Где-то вдалеке послышался шум мотора.
– Похоже, едут, – сказал Инженер.
И действительно, через минуту к точке подъехала мотолыга. На ее броне сидели бойцы в бронежилетах и касках, на груди – автоматы, кто-то держал в руках пулемет, кто-то был с РПГ. Парни, приехавшие на замену, быстро спрыгнули с машины и, не говоря ни слова, не спрашивая ничего, взяли Кузю и положили его на верх мотолыги. Пехотинцы залезли на броню. Машина взревела, резко дернулась, потом на секунду замерла, выпустив клубы вонючего дыма, качнулась и, брякая гусеницами, направилась в обратный путь. Ребята, которых она привезла, остались в промке. Это были штурмы и закрепы. Части из них предстояло занять позиции, с которых только что вышел взвод Инженера, а наутро пойти вперед – штурмовать частный сектор, продвигаясь вглубь, освобождая город. У других была задача закрепиться позади штурмов, удерживая позиции, не дать врагу контратакой вернуть занятую нами территорию.
Мотолыга, нырнув в темноту, перемешивая гусеницам сырой грунт, двигалась в тыловой район, туда, где могли оказать помощь парню, лежавшему на броне. Мехвод торопился, стараясь ехать аккуратно и быстро. Несмотря на все старания, машина ныряла в ямы, то одной стороной, то другой. Парни с трудом держались на ней. Их болтало из стороны в сторону. Все вместе они придерживали Кузю. Иван, сидя рядом с Лысым, сказал:
– Я шел перед ним, если бы не он, в меня бы все полетело, а так получается, что Кузя закрыл меня своим телом.

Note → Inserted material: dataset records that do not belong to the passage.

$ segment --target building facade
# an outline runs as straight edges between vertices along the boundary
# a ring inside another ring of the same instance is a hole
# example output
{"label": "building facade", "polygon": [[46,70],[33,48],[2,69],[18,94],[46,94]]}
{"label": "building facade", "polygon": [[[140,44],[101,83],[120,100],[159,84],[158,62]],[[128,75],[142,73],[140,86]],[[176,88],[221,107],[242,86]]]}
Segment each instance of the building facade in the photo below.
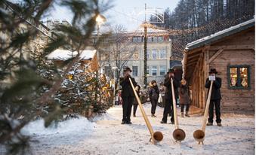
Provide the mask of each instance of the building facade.
{"label": "building facade", "polygon": [[[126,36],[125,51],[119,51],[122,68],[128,66],[132,70],[131,75],[143,86],[144,78],[144,37],[143,32],[124,32]],[[171,41],[164,31],[150,30],[147,38],[147,83],[153,80],[158,83],[164,81],[164,76],[170,68]],[[126,59],[123,59],[126,56]],[[113,59],[112,56],[108,58]],[[110,73],[111,66],[116,66],[113,61],[103,59],[104,72]],[[122,76],[122,71],[120,71]]]}
{"label": "building facade", "polygon": [[222,79],[222,112],[254,113],[254,38],[252,19],[187,45],[184,76],[189,81],[193,105],[205,108],[205,80],[214,68]]}

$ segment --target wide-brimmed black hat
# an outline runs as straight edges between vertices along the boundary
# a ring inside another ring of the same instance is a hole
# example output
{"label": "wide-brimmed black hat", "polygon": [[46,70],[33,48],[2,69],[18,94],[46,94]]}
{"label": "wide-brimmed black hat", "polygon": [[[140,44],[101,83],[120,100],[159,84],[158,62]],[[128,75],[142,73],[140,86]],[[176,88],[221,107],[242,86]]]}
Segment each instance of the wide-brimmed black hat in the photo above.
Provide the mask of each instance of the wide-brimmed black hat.
{"label": "wide-brimmed black hat", "polygon": [[157,84],[156,81],[152,81],[151,84],[153,84],[154,83]]}
{"label": "wide-brimmed black hat", "polygon": [[175,73],[174,69],[169,69],[167,73]]}
{"label": "wide-brimmed black hat", "polygon": [[215,68],[211,68],[209,73],[210,73],[210,74],[211,74],[211,73],[215,73],[215,74],[217,74],[217,70],[216,70]]}
{"label": "wide-brimmed black hat", "polygon": [[131,72],[132,71],[131,69],[129,67],[125,67],[124,69],[124,72],[125,72],[126,71],[130,71]]}

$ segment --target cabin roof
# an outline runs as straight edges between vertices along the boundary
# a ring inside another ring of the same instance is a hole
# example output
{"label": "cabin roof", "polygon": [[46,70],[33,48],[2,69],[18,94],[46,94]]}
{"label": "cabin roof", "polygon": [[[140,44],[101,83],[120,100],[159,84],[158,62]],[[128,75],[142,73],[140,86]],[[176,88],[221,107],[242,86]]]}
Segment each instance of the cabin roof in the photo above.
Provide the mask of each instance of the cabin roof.
{"label": "cabin roof", "polygon": [[236,32],[241,32],[242,30],[247,29],[250,27],[253,27],[255,25],[255,19],[251,19],[242,23],[238,24],[234,26],[231,26],[227,29],[217,32],[213,35],[208,35],[207,37],[200,38],[199,40],[194,41],[191,43],[189,43],[186,46],[186,50],[190,50],[204,45],[211,44],[213,41],[216,41],[219,39],[221,39],[224,37],[230,36]]}

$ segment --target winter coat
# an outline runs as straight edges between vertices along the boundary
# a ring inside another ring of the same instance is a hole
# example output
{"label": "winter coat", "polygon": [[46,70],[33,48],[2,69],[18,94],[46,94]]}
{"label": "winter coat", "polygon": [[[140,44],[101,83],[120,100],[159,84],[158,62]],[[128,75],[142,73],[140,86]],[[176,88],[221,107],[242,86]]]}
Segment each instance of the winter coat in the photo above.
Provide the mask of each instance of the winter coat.
{"label": "winter coat", "polygon": [[150,83],[150,89],[149,89],[149,96],[150,100],[152,99],[158,99],[159,97],[159,90],[157,86],[153,86],[151,83]]}
{"label": "winter coat", "polygon": [[[139,96],[139,99],[140,99],[140,90],[135,90],[137,93],[137,96]],[[134,105],[138,105],[139,103],[137,102],[137,99],[134,100]]]}
{"label": "winter coat", "polygon": [[[175,99],[177,99],[176,97],[177,96],[177,87],[179,87],[179,81],[174,78],[173,78],[174,81],[174,96],[175,96]],[[172,91],[171,91],[171,78],[169,78],[168,76],[165,76],[165,83],[164,83],[164,86],[165,86],[165,99],[169,99],[169,100],[172,100]]]}
{"label": "winter coat", "polygon": [[[209,81],[209,78],[207,78],[206,82],[205,82],[205,88],[208,88],[207,94],[209,93],[210,86],[211,86],[211,81]],[[216,77],[216,79],[213,82],[213,84],[212,84],[211,100],[221,99],[221,90],[220,90],[221,87],[221,78]]]}
{"label": "winter coat", "polygon": [[187,84],[180,84],[179,89],[179,99],[180,105],[189,105],[190,104],[190,96],[189,89]]}
{"label": "winter coat", "polygon": [[125,97],[135,97],[134,90],[130,84],[129,78],[131,78],[134,87],[137,86],[134,78],[131,76],[128,78],[120,78],[120,85],[122,86],[122,98]]}

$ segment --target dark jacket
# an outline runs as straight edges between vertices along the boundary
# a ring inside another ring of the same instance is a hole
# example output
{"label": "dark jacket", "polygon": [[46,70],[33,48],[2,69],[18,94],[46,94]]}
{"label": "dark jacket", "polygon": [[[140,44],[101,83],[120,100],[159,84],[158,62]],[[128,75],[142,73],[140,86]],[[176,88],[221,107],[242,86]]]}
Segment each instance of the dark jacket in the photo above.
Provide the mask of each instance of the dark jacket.
{"label": "dark jacket", "polygon": [[[179,81],[174,78],[174,95],[175,98],[177,94],[175,94],[177,92],[177,89],[179,87]],[[171,99],[172,100],[172,92],[171,92],[171,78],[168,76],[165,76],[164,86],[165,87],[165,99]]]}
{"label": "dark jacket", "polygon": [[[205,82],[205,88],[208,88],[208,94],[209,93],[209,88],[211,86],[211,81],[208,78],[206,79]],[[212,90],[211,95],[211,100],[217,100],[221,99],[221,90],[220,88],[221,87],[221,78],[217,78],[212,84]]]}
{"label": "dark jacket", "polygon": [[153,86],[150,83],[149,96],[150,100],[158,99],[159,96],[159,89],[157,86]]}
{"label": "dark jacket", "polygon": [[179,99],[180,105],[189,105],[190,104],[190,96],[189,89],[187,84],[180,84],[179,89]]}
{"label": "dark jacket", "polygon": [[[139,89],[138,90],[136,90],[136,93],[137,93],[137,96],[139,96],[139,99],[140,99],[140,90]],[[141,101],[141,100],[140,100]],[[137,99],[134,99],[134,105],[138,105],[139,103],[137,102]]]}
{"label": "dark jacket", "polygon": [[[137,86],[134,78],[129,77],[134,84]],[[120,85],[122,86],[122,97],[135,97],[134,90],[130,84],[129,78],[120,78]]]}

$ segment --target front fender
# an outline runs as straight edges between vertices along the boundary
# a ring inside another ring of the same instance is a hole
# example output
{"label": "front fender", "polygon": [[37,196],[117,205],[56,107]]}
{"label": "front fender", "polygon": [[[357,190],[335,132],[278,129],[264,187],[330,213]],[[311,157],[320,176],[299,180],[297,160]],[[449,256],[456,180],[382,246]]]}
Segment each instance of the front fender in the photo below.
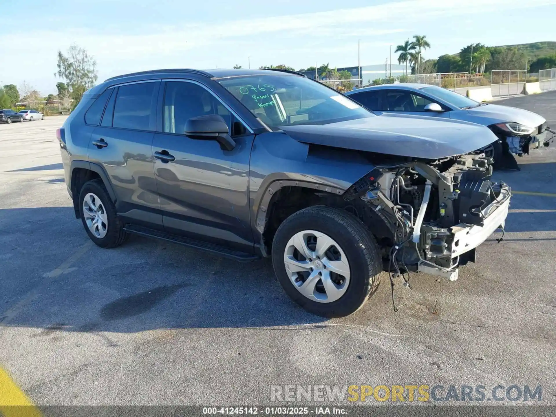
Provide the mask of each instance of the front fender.
{"label": "front fender", "polygon": [[373,167],[361,152],[309,145],[283,132],[257,135],[249,169],[251,227],[255,244],[262,241],[269,203],[280,188],[304,187],[341,195]]}

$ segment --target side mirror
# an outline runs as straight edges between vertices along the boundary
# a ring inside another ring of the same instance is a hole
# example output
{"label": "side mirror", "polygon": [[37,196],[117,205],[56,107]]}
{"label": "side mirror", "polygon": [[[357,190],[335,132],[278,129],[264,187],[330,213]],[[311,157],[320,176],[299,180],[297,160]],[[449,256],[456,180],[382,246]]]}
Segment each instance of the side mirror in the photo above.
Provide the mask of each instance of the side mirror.
{"label": "side mirror", "polygon": [[220,144],[220,148],[231,151],[235,141],[230,136],[228,125],[222,116],[205,115],[191,117],[185,122],[185,135],[192,139],[213,140]]}
{"label": "side mirror", "polygon": [[438,103],[429,103],[425,106],[426,112],[443,112],[442,107]]}

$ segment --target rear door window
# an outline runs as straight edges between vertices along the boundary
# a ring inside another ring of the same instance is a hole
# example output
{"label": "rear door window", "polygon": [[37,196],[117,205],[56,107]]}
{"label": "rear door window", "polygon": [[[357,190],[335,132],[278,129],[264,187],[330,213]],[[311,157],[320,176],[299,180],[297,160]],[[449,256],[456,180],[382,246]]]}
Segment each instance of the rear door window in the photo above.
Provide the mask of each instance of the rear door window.
{"label": "rear door window", "polygon": [[155,131],[158,83],[120,86],[114,105],[113,127]]}
{"label": "rear door window", "polygon": [[350,95],[349,97],[369,110],[382,110],[380,91],[364,91]]}
{"label": "rear door window", "polygon": [[95,102],[89,107],[85,113],[85,123],[87,125],[98,126],[100,123],[102,112],[104,111],[106,102],[112,94],[112,88],[109,88],[97,97]]}

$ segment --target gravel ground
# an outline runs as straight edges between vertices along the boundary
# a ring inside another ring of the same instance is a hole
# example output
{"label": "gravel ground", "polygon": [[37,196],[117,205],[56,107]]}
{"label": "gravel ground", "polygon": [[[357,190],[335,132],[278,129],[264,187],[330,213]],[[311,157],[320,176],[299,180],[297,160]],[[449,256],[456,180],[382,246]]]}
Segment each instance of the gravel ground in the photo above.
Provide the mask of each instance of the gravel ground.
{"label": "gravel ground", "polygon": [[[556,126],[556,92],[497,103]],[[138,237],[95,246],[63,182],[63,120],[0,125],[0,364],[36,404],[267,404],[270,385],[410,384],[481,384],[487,397],[540,385],[556,403],[554,197],[515,195],[504,241],[492,236],[458,281],[414,275],[394,312],[384,274],[358,313],[324,320],[267,261]],[[495,176],[556,193],[555,148]]]}

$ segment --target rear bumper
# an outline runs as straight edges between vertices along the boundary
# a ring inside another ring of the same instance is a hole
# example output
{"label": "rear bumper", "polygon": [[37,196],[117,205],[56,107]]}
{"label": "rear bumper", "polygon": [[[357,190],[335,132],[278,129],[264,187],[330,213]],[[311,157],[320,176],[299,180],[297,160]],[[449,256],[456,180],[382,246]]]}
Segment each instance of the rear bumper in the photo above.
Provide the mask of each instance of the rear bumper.
{"label": "rear bumper", "polygon": [[483,226],[466,225],[463,223],[453,226],[450,232],[453,235],[451,257],[459,256],[474,249],[500,226],[504,227],[510,206],[512,190],[507,185],[500,188],[499,199],[485,209],[488,215]]}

– Получается так. Но ты не мог этого знать. Вот так бывает.
Мотолыга, оставляя позади промзону, выкатилась на асфальтированную дорогу. Впереди был длинный прямой участок некогда двухполосной автострады. Мехвод добавил газу, МТЛБ, чуть качнувшись назад, встала в стойку и, рассекая острым носом темную ночь, помчалась вперед.
Кузя зашевелился, неестественно дернулся, захрипел. Ребята переглянулись и наклонились над ним. Хрип стал протяжным и вдруг прекратился, Кузя затих.
– Кузя, Кузя, – Иван тряс его за неповрежденное плечо.
Лысый, положив руку на спину Зимы, сказал:
– Иван, все, все, он умер, не тряси его, успокойся.
Мотолыга продолжала лететь по трассе на большой скорости. Парни, склонив головы, сидели на броне, придерживая уснувшего навсегда Кузю.
Глава 6
Иван курил одну за одной, стоя у крыльца Ростовского морга. Он ждал катафалк. Зиму отправили сопровождать Кузю на родину. Вместе с ним на крылечке стояли еще несколько таких же сопровождающих. Парни болтали, перекидывались какими-то ничего не значащими фразами, обсуждали, что будут делать после похорон, если останется время до самолета. Казалось, для них нет ничего особенного в том, что сейчас им выдадут тела погибших однополчан. У Ивана это не укладывалось в голове, его начинало мутить – то ли от выкуренных без счету сигарет, то ли от волнения.
– Первый раз что ли? – на плечо Ивана опустилась чья-то рука. – Первый раз всегда так. Не грузись. Все под богом ходим. Юра, – протянул руку симпатичный светловолосый парень.
– Иван. Да. Первый. Друга сопровождать буду, – неожиданно для самого себя разоткровенничался Зима.
– Друга. Это хорошо. Хорошо, когда друга проводить получается. Вот я сегодня Захара повезу. Тоже, считай, что друг. Ну что, пошли, вон, машины уже подъехали, – новый знакомец махнул куда-то в сторону.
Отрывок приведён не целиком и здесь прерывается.